Chung Chia-pin (鍾佳濱; born 23 February 1965) is a Taiwanese politician. He served on the National Assembly from 1996 to 2000. He was elected to the Legislative Yuan in 2016.

==Education==
Chung received his primary and secondary education from schools in his native Pingtung County. He then earned a bachelor's degree in history from National Taiwan University. He was active as a student activist in the 1980s and helped lead the Wild Lily movement of 1990. Chen later earned a Master of Science (M.S.) from National Pingtung University of Science and Technology.

==Political career==
Chung was elected to the National Assembly in 1996 and served until 2000. During Su Chia-chyuan's tenure as Pingtung County Magistrate, Chung worked for Su as a secretary. Later, Chung worked for the Council for Cultural Affairs under chairwoman Tchen Yu-chiou. Chung has also served the Democratic Progressive Party as deputy secretary-general under Chang Chun-hsiung. In this position, he acted as spokesman for the party in the 2004 legislative elections, and offered to resign after the Pan-Green Coalition failed to win a majority. He joined the People Sovereignty Action Network and protested the 2010 signing of the Economic Cooperation Framework Agreement. By 2012, Chung had been named deputy magistrate of Pingtung under Tsao Chi-hung. Chung acted as Pingtung County Government spokesman during the 2014 Taiwan food scandal, accusing the Ministry of Health and Welfare of "setting up" Pingtung in a leak of confidential information to Ting Hsin International Group, one of the companies involved in the food scare.
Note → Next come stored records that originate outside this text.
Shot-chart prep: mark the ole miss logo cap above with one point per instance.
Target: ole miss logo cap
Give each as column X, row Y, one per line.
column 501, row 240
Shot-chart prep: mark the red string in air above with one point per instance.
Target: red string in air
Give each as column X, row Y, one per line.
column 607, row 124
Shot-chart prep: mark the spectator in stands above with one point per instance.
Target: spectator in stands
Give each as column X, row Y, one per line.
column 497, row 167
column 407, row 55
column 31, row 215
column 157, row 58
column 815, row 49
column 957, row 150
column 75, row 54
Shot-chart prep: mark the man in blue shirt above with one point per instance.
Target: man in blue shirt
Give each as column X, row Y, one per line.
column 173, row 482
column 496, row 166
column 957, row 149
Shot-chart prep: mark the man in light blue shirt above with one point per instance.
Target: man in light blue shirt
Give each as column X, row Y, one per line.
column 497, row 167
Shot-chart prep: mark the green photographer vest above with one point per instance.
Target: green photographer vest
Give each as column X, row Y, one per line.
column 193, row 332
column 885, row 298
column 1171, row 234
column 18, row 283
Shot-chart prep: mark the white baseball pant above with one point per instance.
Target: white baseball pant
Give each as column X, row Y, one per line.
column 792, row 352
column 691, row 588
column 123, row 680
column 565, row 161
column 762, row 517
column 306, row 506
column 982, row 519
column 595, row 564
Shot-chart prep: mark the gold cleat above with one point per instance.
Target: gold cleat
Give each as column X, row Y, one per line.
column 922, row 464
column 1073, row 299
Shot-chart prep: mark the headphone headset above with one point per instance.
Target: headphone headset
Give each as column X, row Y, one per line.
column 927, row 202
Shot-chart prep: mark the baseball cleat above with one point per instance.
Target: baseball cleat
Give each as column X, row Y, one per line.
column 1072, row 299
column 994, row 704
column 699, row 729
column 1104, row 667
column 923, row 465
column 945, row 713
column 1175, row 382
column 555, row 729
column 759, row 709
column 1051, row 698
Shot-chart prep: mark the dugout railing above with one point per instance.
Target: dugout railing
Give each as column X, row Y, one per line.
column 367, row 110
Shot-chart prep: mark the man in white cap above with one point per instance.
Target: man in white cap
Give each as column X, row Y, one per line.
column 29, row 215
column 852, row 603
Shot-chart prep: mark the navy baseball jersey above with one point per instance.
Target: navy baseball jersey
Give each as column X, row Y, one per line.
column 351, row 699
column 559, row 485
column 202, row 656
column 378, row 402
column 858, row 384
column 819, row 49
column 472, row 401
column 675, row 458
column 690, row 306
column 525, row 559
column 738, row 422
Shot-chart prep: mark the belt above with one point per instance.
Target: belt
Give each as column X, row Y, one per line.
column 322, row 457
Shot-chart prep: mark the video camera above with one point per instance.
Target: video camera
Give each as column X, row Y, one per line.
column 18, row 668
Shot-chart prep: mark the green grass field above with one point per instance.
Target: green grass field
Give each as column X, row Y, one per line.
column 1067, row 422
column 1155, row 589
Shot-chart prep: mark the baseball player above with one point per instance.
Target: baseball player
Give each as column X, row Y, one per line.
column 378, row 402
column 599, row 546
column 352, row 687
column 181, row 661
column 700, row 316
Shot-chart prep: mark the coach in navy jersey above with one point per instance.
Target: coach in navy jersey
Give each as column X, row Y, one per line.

He ran for a Pingtung County legislative seat in 2016, and won. In May 2016, Chung became one of the first ten legislators to support an amendment to the Act of Gender Equality in Employment intended to lengthen the period of maternity leave given to partners of unmarried women. Later that month, he was named the founding chairman of two legislative groups intended to further Taiwan's relations with European nations. In May 2017, Chung founded the "Renewable Power Promotion Alliance" alongside fellow legislators Chen Man-li, Su Chih-fen, and Yang Yao.

Chung has expressed support for the maintenance of military dependents' villages and asked both the Ministries of Education and National Defense to help retired military instructors find jobs. He has also attempted to lift legal restrictions on foreign workers in Taiwan. With regards to transportation, Chung preferred that Taiwan's fuel tax be calculated as a function of distance driven. In the field of education, he has opposed forcing private educational institutions in Taiwan to publicize financial expenditures. Following a 2017 Constitutional Court ruling on the status of same-sex marriage in Taiwan, Chung stated, "We do not think people in China are seeking different values than people in Taiwan. It is the result of a different political system and democratic practices over the years."

Chung is the chair of Taiwan's Taiwan-Israel Congressional Association, which was established in February 2024 to increase ties between Taiwan and Israel. The group was formed as the civilian death toll from the Israeli invasion of the Gaza Strip mounted. Taiwanese civil society groups called on Chung to cut ties with Israel unless there is a ceasefire.